Each cold spell translates its tragedy, around fifty homeless people are found dead each year. In addition, thousands of French people, whose living conditions are precarious, suffer from the cold, in particular the elderly who do not support the thermal amplitude represented by the repeated passage from an overheated room to the rest of an icy dwelling. .
Cold: our body does things well
Our personal boiler is not an ordinary heater, but an ultra-precise power plant that must maintain a temperature of 36.5 to 37.5 degrees. Temperature regulation depends on an area in the middle of our brain that sends nerve signals to our muscles to cause piloerection – the scientific term for goosebumps – and then contraction, if our temperature drops. It’s chills of cold. The goal is to generate heat through our muscles. On the contrary, if the body temperature increases, the brain will order the dilation of the blood vessels to dissipate the heat, thus causing blushing and sweating.

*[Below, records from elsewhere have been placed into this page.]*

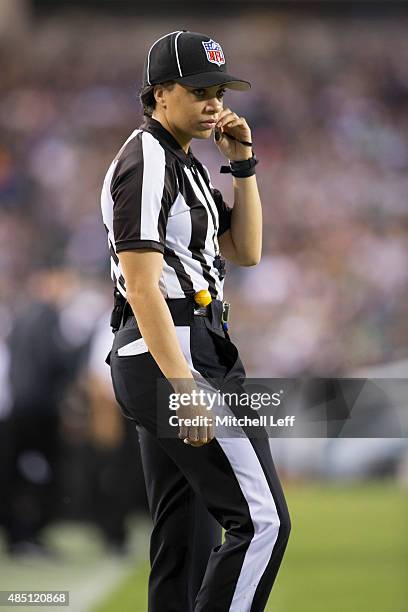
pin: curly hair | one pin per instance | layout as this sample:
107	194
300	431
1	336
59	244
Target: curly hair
147	99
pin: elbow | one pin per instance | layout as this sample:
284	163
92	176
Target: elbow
139	292
250	259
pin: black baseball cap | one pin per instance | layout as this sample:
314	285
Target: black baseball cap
189	58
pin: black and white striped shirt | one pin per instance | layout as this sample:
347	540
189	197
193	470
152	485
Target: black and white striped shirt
156	196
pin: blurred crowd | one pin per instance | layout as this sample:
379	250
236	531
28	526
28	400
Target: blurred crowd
328	111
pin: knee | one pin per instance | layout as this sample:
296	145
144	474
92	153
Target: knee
285	525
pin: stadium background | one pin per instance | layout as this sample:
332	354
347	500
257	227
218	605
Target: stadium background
329	116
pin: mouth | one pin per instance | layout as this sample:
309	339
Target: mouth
209	124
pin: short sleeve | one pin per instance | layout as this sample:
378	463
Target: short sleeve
224	212
141	197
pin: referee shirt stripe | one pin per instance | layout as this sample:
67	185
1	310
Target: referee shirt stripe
151	199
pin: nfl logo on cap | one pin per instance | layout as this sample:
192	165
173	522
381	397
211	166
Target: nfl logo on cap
214	52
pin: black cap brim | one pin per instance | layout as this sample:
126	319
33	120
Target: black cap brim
209	79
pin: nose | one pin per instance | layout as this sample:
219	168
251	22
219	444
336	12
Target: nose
214	105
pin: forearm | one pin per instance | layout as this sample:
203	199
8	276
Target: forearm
157	328
246	220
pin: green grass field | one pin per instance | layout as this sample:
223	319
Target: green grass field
348	552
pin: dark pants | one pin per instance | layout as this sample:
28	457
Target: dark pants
230	482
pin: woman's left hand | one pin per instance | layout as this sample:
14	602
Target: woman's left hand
230	124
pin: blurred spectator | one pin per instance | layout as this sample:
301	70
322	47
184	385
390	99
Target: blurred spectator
41	366
330	125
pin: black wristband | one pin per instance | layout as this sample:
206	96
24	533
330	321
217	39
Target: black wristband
241	169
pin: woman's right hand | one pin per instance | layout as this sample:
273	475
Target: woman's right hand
195	418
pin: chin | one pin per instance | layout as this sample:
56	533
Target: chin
203	134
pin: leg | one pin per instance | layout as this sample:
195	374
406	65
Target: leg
184	533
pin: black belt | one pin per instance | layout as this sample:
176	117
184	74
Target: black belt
182	311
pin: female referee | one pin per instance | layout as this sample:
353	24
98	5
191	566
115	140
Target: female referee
169	233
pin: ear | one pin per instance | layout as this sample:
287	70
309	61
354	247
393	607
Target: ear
159	93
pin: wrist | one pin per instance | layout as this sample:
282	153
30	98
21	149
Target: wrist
241	168
244	157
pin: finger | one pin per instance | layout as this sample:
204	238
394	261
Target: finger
224	112
224	120
210	433
202	434
193	434
183	432
232	123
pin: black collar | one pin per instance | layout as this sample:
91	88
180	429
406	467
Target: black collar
167	140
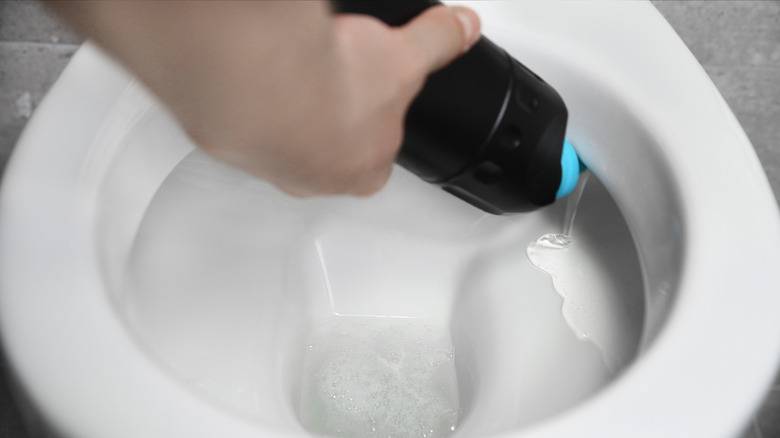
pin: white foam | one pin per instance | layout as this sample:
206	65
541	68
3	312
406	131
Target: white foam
384	377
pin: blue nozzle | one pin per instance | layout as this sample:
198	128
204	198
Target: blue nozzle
570	170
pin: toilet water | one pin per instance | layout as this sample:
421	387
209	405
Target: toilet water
379	376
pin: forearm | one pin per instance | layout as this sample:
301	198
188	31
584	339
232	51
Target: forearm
285	90
278	52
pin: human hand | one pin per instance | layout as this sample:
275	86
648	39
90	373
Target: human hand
348	142
310	101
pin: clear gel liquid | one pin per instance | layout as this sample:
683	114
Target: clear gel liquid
557	255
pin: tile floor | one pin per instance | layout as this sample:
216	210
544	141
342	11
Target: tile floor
737	42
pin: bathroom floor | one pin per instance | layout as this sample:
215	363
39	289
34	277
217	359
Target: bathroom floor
737	42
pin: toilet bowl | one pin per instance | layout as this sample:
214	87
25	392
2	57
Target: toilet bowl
149	291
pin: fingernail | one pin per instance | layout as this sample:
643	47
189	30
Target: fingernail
470	23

In winter, the right dress code is one that avoids chills – because if this is the case, the body suffers – and that does not cause sweating, which can be dangerous, wet clothes losing half of their ability to protection. When we have to go out, the cold air we breathe is not an obstacle because our bodies are prepared. You have to breathe through the nose, which is the organ of respiration. The incoming air is humidified, purified by our hairs, and also warmed by a surprising number of small vessels. In conclusion, protecting yourself from the cold is above all a matter of common sense: loose and adequate clothing, a scarf in front of your mouth…
Cold therapy has been around since ancient times
Cold kills, cold hurts, but cold relieves. Athletes were surprised to discover a kind of freezer where runners are placed to recover better. However, cryotherapy, cold treatment, has existed since Antiquity. It didn’t take long for men to discover the benefits of cold on trauma, but it’s only since the 1970s that groomers have been using ice packs or sprays when one of their foals is injured.

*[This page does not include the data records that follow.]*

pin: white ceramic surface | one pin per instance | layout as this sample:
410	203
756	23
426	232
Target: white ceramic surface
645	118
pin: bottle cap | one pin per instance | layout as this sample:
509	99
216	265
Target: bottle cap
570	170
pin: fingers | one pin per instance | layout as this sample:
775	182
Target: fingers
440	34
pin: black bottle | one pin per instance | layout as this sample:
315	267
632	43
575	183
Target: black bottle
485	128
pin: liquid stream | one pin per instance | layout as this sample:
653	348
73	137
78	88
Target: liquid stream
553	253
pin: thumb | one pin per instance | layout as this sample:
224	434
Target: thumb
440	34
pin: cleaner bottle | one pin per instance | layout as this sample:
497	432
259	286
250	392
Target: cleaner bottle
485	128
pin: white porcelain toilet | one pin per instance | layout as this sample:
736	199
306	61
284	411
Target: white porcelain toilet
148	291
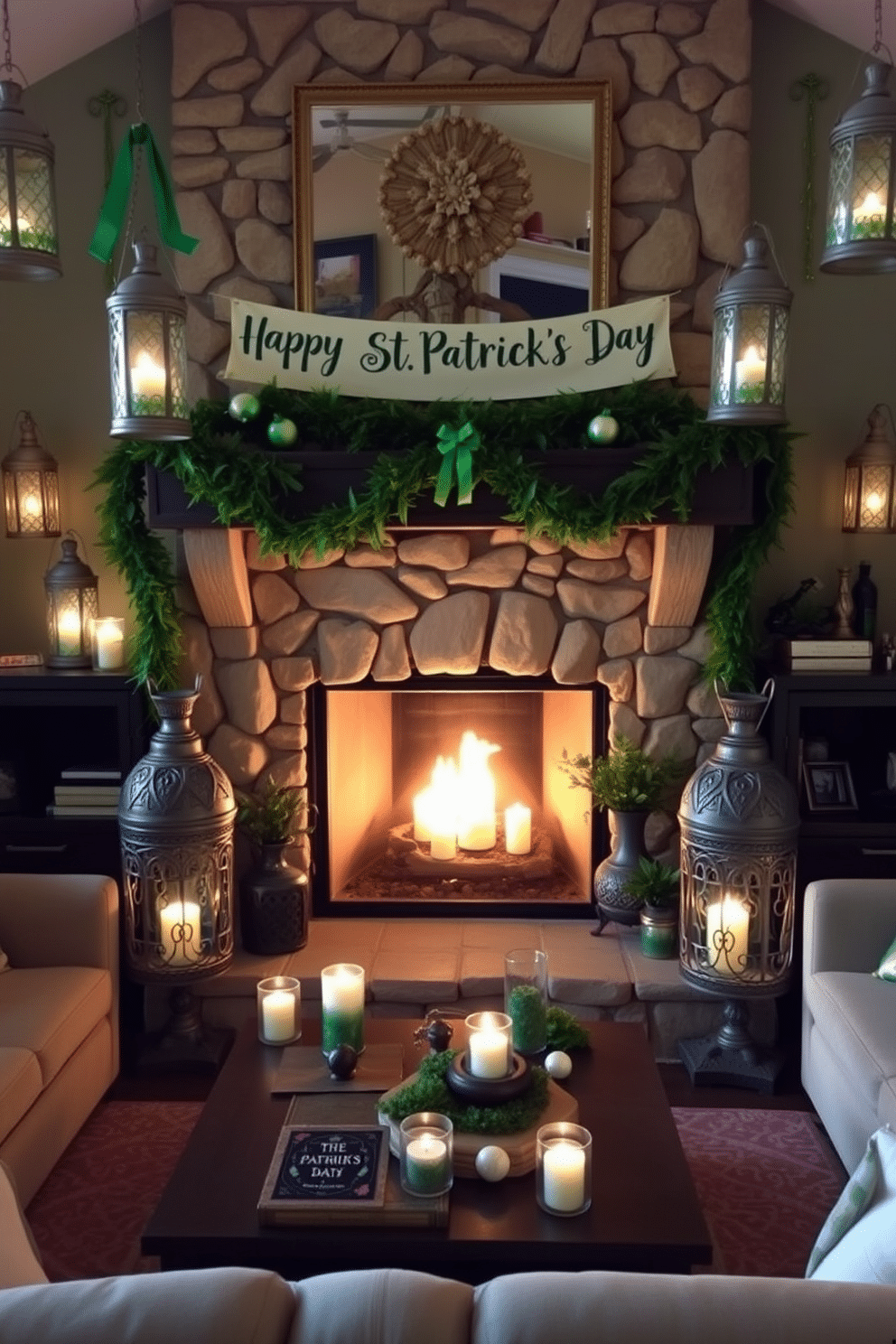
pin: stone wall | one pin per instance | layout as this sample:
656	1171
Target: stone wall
680	151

A more modern version is chamber cryotherapy, used to treat stress, insomnia, rheumatism, itching and certain skin conditions like psoriasis. During these very short sessions – less than three minutes – in a refrigerated cabin at minus 110 degrees, the body releases endorphins, substances similar to morphine, to fight against pain.
Another use for one of the benefits of cold comes from the emergency services. Inspired by the miraculous survival during drowning in icy water, they use cooling helmets and freezing substances, which, injected very early, make it possible to prolong the survival time of the brain by several tens of minutes after a cardiac arrest. This is one of the most modern research lines for the emergency services.
Finally, at the beginning of the 20th century, surgeons hesitated to operate on the heart because the constant beating made the surgical gesture imprecise. In the mid-1940s, a Canadian surgeon had the brilliant idea of using cold. He imagined that by cooling the whole organism and reducing the body’s need for oxygen, the heart rate would slow down enough to stop the heart, and thus allow it to open. Today, surgeons still use crushed ice, wrapped in a cloth, placed directly on the heart, to quickly stop the beating. To restart it, just warm up.